A recent analysis of global oil capacity by IHS Cambridge Energy Research Associates finds that overall petroleum supplies should grow though 2030, with no evidence of a peak of supply before then.

In the group’s report, The Future of Global Oil Supply: Understanding the Building Blocks, global oil productive capacity is expected to grow to as much as 115 million barrels per day (bbl/d) through that period from the current level of 92 million bbl/d – a 25% increase.

Post-2030 supply could struggle to meet demand, noted HIS in its research, but this would take the form of a decades-long “undulating plateau” rather than a sharp fall.

“There is more than an adequate inventory of physical resources available to increase supply to meet anticipated levels of demand through 2030,” said Peter Jackson, IHS CERA senior director. “It would be easy to interpret the market and oil price trends from 2003 through 2009 in isolation to support the belief that a peak in global supply has passed or is imminent. But this only illustrates that the market continues to act as the shock absorber of major volatility.”

He added that 60% of the more than 1,000 fields examined in detail for IHS CERA’s oil supply study were found to have production levels that were either steady or climbing. When taking into account the production of these fields, the global aggregate decline rate of all fields currently in production is estimated to be 4.5%, Jackson noted.

“Supply evolution through 2030 is not a question of resource availability,” he added. “The crucial issue lies not below ground.
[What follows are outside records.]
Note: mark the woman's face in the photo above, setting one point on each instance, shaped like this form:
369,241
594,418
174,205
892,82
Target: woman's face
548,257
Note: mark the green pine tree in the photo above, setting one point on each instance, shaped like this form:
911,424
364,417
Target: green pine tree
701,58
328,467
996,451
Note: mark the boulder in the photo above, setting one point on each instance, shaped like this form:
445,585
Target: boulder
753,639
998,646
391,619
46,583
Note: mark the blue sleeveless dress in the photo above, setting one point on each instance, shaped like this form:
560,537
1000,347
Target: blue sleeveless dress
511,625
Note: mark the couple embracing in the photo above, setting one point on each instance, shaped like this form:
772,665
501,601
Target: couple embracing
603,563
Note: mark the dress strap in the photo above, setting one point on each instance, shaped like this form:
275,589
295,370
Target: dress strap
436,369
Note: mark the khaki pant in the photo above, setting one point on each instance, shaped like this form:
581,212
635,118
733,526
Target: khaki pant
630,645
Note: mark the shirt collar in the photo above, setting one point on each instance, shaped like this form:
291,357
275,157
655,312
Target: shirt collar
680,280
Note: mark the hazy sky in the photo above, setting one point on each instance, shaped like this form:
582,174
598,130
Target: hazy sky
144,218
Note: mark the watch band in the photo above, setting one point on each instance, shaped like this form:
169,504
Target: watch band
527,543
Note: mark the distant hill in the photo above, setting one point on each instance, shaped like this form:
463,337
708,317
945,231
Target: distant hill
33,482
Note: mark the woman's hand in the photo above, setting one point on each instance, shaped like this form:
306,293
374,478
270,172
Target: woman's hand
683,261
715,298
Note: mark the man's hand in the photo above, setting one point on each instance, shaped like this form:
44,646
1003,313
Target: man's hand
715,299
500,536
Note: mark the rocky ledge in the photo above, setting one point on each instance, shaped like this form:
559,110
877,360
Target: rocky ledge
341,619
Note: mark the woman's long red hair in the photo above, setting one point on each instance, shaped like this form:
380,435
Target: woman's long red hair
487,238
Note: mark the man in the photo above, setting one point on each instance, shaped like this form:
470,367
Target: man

It is the above-ground factors that will dictate the ultimate shape of the supply curve.”

One area of the world experiencing this oil supply jump is the U.S. According to the energy and commodity data firm Platts, U.S. crude oil production for 2009 is on target to have its biggest one-year jump since 1970, averaging 5.268 million bbl/d through October.

If that 5.268 million bbl/d figure holds through December, 2009 would show a 6.4% boost from the 4.95 million bbl/d average of 2008 and rank as the best U.S. oil production year since 2004, when output averaged 5.419 million bbl/d, according to Platts' analysis of data published by the U.S. Energy Information Administration (EIA).

Projections from the U.S. Minerals Management Service (MMS) indicate that the primary driver for this year’s U.S. oil production resurgence is the Gulf of Mexico, where operators have begun launching a group of new fields, fulfilling what has been a decade-long focus on unlocking the promise of deepwater exploration there, said Platts.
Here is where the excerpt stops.